In the town, the population was spread out, with 27.6% under the age of 18, 7.0% from 18 to 24, 22.6% from 25 to 44, 21.0% from 45 to 64, and 21.8% who were 65 years of age or older. The median age was 40 years. For every 100 females, there were 83.8 males. For every 100 females age 18 and over, there were 78.2 males.

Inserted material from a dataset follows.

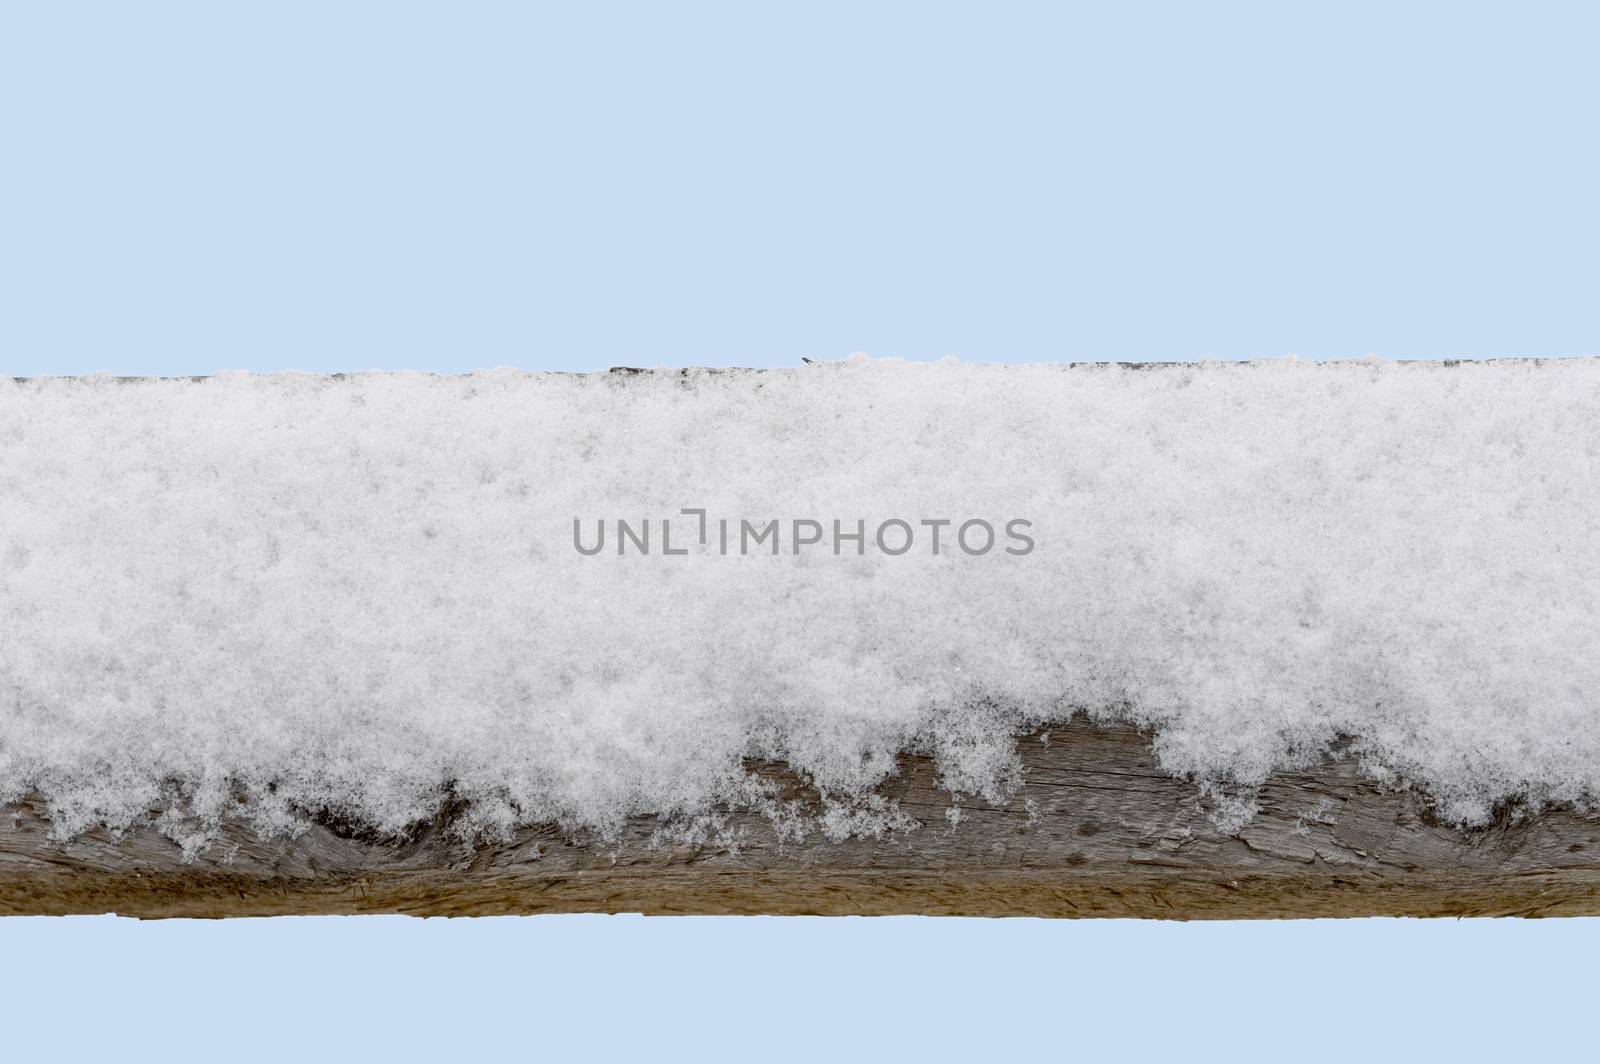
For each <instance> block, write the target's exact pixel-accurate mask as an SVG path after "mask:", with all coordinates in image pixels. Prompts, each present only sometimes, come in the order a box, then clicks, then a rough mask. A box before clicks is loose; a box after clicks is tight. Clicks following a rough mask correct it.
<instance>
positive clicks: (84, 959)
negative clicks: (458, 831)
mask: <svg viewBox="0 0 1600 1064" xmlns="http://www.w3.org/2000/svg"><path fill="white" fill-rule="evenodd" d="M1597 10H1600V8H1597V6H1595V5H1538V3H1520V5H1467V3H1451V5H1419V3H1410V5H1408V3H1394V2H1390V3H1379V5H1357V3H1339V5H1315V6H1312V5H1298V3H1262V5H1214V3H1213V5H1200V3H1194V5H1149V3H1106V5H1093V6H1090V5H1064V3H1062V5H1006V3H982V5H979V3H973V5H934V3H917V5H882V3H877V5H874V3H848V5H822V3H805V5H784V6H779V5H766V3H738V5H682V3H680V5H672V3H658V5H602V3H565V5H534V3H520V5H512V3H466V2H454V3H432V5H416V3H394V2H390V3H336V2H333V0H322V2H318V3H290V2H285V0H277V2H274V3H248V5H246V3H214V2H205V3H157V2H146V3H67V2H61V3H11V2H5V0H0V373H6V374H14V376H27V374H48V373H83V371H93V370H109V371H114V373H128V374H146V373H149V374H176V373H211V371H216V370H224V368H248V370H282V368H304V370H352V368H421V370H435V371H458V370H470V368H477V366H490V365H517V366H525V368H531V370H539V368H549V370H587V368H603V366H608V365H621V363H627V365H656V363H666V365H696V363H699V365H795V363H797V362H798V358H800V357H802V355H810V357H816V358H838V357H843V355H848V354H851V352H856V350H867V352H872V354H875V355H899V357H912V358H936V357H942V355H957V357H960V358H968V360H1035V358H1195V357H1221V358H1238V357H1259V355H1283V354H1299V355H1302V357H1317V358H1322V357H1360V355H1366V354H1378V355H1384V357H1494V355H1576V354H1600V314H1597V309H1595V307H1597V301H1595V293H1597V291H1600V254H1597V248H1600V240H1597V237H1600V211H1597V195H1595V192H1594V189H1595V187H1600V174H1597V170H1600V165H1597V150H1595V114H1594V112H1595V101H1597V99H1600V74H1597V64H1595V46H1597V29H1600V24H1597V16H1595V11H1597ZM1595 955H1600V923H1597V922H1590V920H1584V922H1560V923H1514V922H1494V923H1488V922H1478V923H1454V922H1432V923H1414V922H1346V923H1278V925H1206V926H1179V925H1128V923H1098V925H1078V923H1038V922H979V920H962V922H949V920H944V922H933V920H915V918H912V920H877V922H870V920H837V922H813V920H680V922H669V920H640V918H582V917H574V918H539V920H480V922H450V923H445V922H426V923H424V922H408V920H397V918H371V920H278V922H237V923H224V925H203V923H165V925H136V923H131V922H117V920H106V918H93V920H66V922H53V920H5V922H0V1014H3V1016H5V1018H6V1024H5V1026H6V1032H5V1045H6V1050H8V1051H11V1053H16V1054H18V1056H19V1059H21V1058H26V1050H27V1048H29V1043H30V1042H32V1040H38V1043H40V1046H48V1048H54V1050H59V1048H61V1046H64V1045H72V1046H75V1048H78V1050H80V1051H88V1050H93V1048H94V1046H104V1048H114V1050H115V1048H123V1050H125V1048H128V1046H130V1045H131V1043H133V1042H138V1040H149V1042H150V1043H154V1045H160V1046H163V1048H165V1050H171V1051H176V1053H178V1054H181V1056H190V1054H202V1056H203V1054H211V1053H213V1051H214V1050H218V1048H226V1051H227V1053H229V1054H234V1053H240V1054H245V1056H251V1054H258V1056H266V1058H270V1059H296V1058H299V1056H307V1058H320V1056H328V1054H330V1053H333V1051H336V1050H339V1046H357V1050H355V1051H357V1054H358V1056H362V1054H371V1053H373V1051H376V1050H381V1048H386V1046H387V1048H392V1050H394V1051H395V1053H398V1054H402V1056H410V1054H414V1053H422V1051H437V1053H438V1056H442V1058H443V1056H451V1058H453V1056H459V1054H461V1053H462V1051H464V1050H467V1048H470V1046H480V1045H485V1043H488V1045H496V1046H499V1048H502V1050H507V1051H515V1053H517V1054H518V1056H525V1054H531V1056H538V1054H539V1050H549V1048H570V1050H574V1051H584V1053H594V1054H600V1056H606V1054H614V1053H619V1051H622V1050H634V1051H637V1053H640V1054H643V1053H648V1054H650V1056H653V1058H664V1059H701V1058H702V1056H738V1058H747V1056H752V1054H758V1056H766V1054H771V1056H778V1058H806V1059H824V1058H826V1056H827V1054H830V1053H834V1051H838V1050H843V1051H845V1053H846V1054H864V1053H867V1051H870V1050H872V1048H875V1046H888V1048H893V1051H894V1056H890V1054H888V1053H885V1054H883V1056H880V1058H878V1059H894V1058H896V1056H901V1054H904V1053H906V1051H907V1050H917V1048H923V1050H926V1056H928V1058H930V1059H938V1058H947V1056H952V1054H960V1053H965V1054H968V1059H979V1058H986V1056H987V1058H998V1059H1003V1054H1005V1053H1008V1051H1011V1050H1016V1051H1027V1053H1030V1054H1034V1056H1037V1054H1042V1053H1048V1054H1050V1056H1048V1058H1045V1059H1058V1058H1070V1056H1077V1054H1082V1056H1086V1058H1090V1059H1101V1058H1104V1056H1106V1054H1109V1053H1114V1051H1115V1053H1133V1054H1139V1056H1149V1054H1152V1053H1155V1051H1162V1050H1170V1051H1173V1053H1181V1054H1182V1056H1186V1058H1189V1056H1194V1054H1198V1056H1202V1058H1203V1056H1206V1053H1205V1046H1208V1045H1210V1046H1224V1048H1227V1050H1229V1051H1230V1053H1234V1054H1238V1056H1243V1058H1275V1056H1278V1054H1280V1053H1282V1051H1285V1050H1288V1051H1290V1053H1291V1054H1293V1056H1296V1058H1301V1059H1315V1058H1320V1056H1333V1054H1339V1056H1342V1059H1349V1054H1350V1053H1360V1054H1370V1056H1373V1058H1376V1059H1382V1058H1392V1056H1397V1054H1402V1053H1410V1054H1411V1056H1413V1058H1414V1059H1440V1058H1446V1056H1451V1054H1459V1056H1478V1054H1483V1053H1493V1051H1496V1050H1515V1051H1517V1053H1518V1054H1520V1056H1530V1054H1538V1053H1539V1051H1541V1050H1542V1051H1546V1053H1565V1054H1573V1053H1574V1050H1576V1051H1578V1053H1582V1054H1587V1051H1589V1050H1592V1046H1590V1045H1589V1042H1590V1038H1589V1037H1587V1032H1578V1034H1574V1032H1573V1024H1574V1021H1576V1018H1578V1016H1581V1014H1582V1011H1581V1006H1587V1005H1589V1002H1587V997H1589V992H1590V989H1592V958H1594V957H1595ZM1568 1040H1571V1043H1570V1045H1568ZM752 1050H754V1051H752Z"/></svg>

The median income for a household in the town was $21,652, and the median income for a family was $25,385. Males had a median income of $26,518 versus $21,250 for females. The per capita income for the town was $12,765. About 23.9% of families and 28.0% of the population were below the poverty line, including 38.8% of those under age 18 and 21.7% of those age 65 or over.

==Economy==
The town economy has relied on agriculture and oil production. The population of Fairfax reached a high of 2,327 at the 1940 census, but began to decline as the production of oil dropped in the area, and farm populations decreased with increased mechanization. It fell to 1,869 by 1970, briefly rose to 1,949 in 1980, dropped again to 1,555 in 2000 and yet again to 1,380 in 2010 .

==Education==
The area is served by Woodland Public Schools, formed in 1990 when the Fairfax school district merged with the Ralston district.

==Notable people==
- Maria Tallchief, professional ballerina
- Marjorie Tallchief, professional ballerina
- Larry Coker, high school and college football coach

==In popular culture==
David Grann wrote Killers of the Flower Moon, a book about the Osage Indian murders and the FBI’s involvement in solving them. Portions of the movie based on the book were filmed here.

A documentary about Fairfax Hospital titled Country Doctor was released in 2025 by HBO Max. The documentary portrays the plight of rural hospitals in the United States, many of which are closing.